写真2 トタン屋根の穴を通って地面にうつる 部分日食中の太陽のかたち(矢印)



 13時半頃に部分日食も終わり、夕方になると調査を終えた中村さんがキャンプに帰ってきました。金環日食のときのチンパンジーを観察したのはおそらく中村さんだけなので、私としてはとにかくうらやましく、またチンパンジーがどんな反応をしたのか聞きたくて、はやる気持ちをおさえながら、一服している中村さんに「日食のときどうでした?」と尋ねてみました。

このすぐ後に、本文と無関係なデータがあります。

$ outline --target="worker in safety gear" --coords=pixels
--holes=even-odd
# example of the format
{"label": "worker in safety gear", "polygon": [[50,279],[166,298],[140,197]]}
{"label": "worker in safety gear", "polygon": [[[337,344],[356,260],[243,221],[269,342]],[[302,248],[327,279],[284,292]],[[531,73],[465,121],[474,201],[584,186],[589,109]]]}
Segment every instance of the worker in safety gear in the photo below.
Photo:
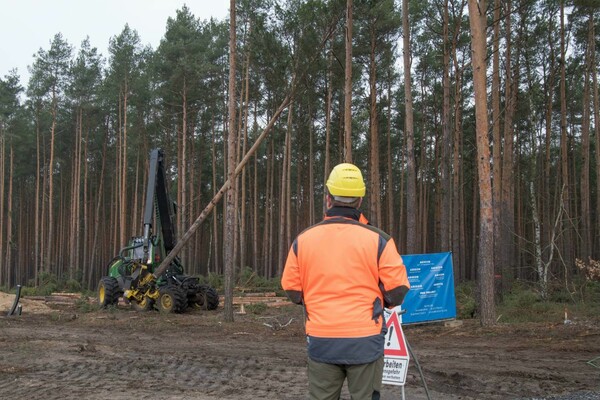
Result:
{"label": "worker in safety gear", "polygon": [[364,195],[355,165],[333,168],[325,218],[294,240],[281,278],[305,307],[313,400],[338,400],[346,378],[353,400],[380,398],[383,309],[402,304],[410,287],[394,240],[358,210]]}

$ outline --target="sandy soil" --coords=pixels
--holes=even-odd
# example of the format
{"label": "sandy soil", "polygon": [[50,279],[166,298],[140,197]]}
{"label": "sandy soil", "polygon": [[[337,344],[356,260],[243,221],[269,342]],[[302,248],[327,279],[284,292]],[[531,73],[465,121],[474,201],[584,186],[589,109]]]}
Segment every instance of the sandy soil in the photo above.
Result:
{"label": "sandy soil", "polygon": [[[8,300],[7,300],[8,298]],[[9,305],[6,305],[8,303]],[[14,399],[306,399],[299,307],[223,322],[222,309],[163,315],[81,313],[0,296],[0,397]],[[481,328],[405,327],[431,399],[530,399],[600,393],[600,321]],[[427,399],[411,360],[406,399]],[[342,399],[349,399],[346,389]],[[384,400],[401,388],[384,386]],[[600,398],[600,394],[598,395]]]}

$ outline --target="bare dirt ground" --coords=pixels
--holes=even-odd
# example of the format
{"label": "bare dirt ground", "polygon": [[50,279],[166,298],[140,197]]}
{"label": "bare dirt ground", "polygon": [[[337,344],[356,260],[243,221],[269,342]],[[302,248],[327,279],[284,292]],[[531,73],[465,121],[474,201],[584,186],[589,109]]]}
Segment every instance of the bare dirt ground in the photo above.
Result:
{"label": "bare dirt ground", "polygon": [[[7,303],[0,302],[2,399],[307,398],[296,306],[225,323],[222,308],[81,312],[26,298],[22,315],[7,317]],[[431,399],[600,398],[600,358],[598,367],[588,363],[600,357],[600,320],[493,328],[468,320],[408,326],[405,334]],[[405,396],[427,398],[413,360]],[[401,398],[400,387],[384,386],[382,399]]]}

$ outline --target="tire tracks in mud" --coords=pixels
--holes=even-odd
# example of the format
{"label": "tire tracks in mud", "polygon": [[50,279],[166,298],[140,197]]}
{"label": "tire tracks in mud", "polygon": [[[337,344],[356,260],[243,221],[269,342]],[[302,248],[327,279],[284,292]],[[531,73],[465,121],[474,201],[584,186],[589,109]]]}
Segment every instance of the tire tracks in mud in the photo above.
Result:
{"label": "tire tracks in mud", "polygon": [[[15,399],[300,399],[302,363],[272,357],[218,357],[173,349],[141,353],[67,350],[64,357],[10,369],[0,362],[0,393]],[[76,346],[81,347],[81,346]],[[79,356],[74,356],[79,353]],[[6,361],[6,360],[4,360]],[[269,384],[266,384],[268,382]],[[273,385],[273,382],[278,382]]]}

 すると、中村さんは呆気にとられたような表情で、「日食?…あー、あれ日食だったんか!」。森のなかで太陽が見えづらかったこともあり、中村さんは暗くなったのは(キャンプにいた私と同じく)天気が悪くなったせいだと思っていたらしく、日食とはまったく気づかなかったとのこと。そのとき中村さんが観察していたチンパンジーの母子は、日食中もずっと樹上で道具を使ってアリ釣りを続けていて、日食に対してとくに反応はしなかったということでした。

 もし私がその日調査に出ていたら、他のチンパンジーは何らかの反応をしたかもしれませんが、今となっては知る由もありません。ただ、不運にも調査に出られなかった私ですが、もし私が調査に出ていて中村さん同様に日食に気づかなかったら、今回マハレで金環日食が見られたこと自体がまったく記録にも残らなかったかもしれないと思うと、ほんの少しだけ私の不運も報われたような気がするのでした。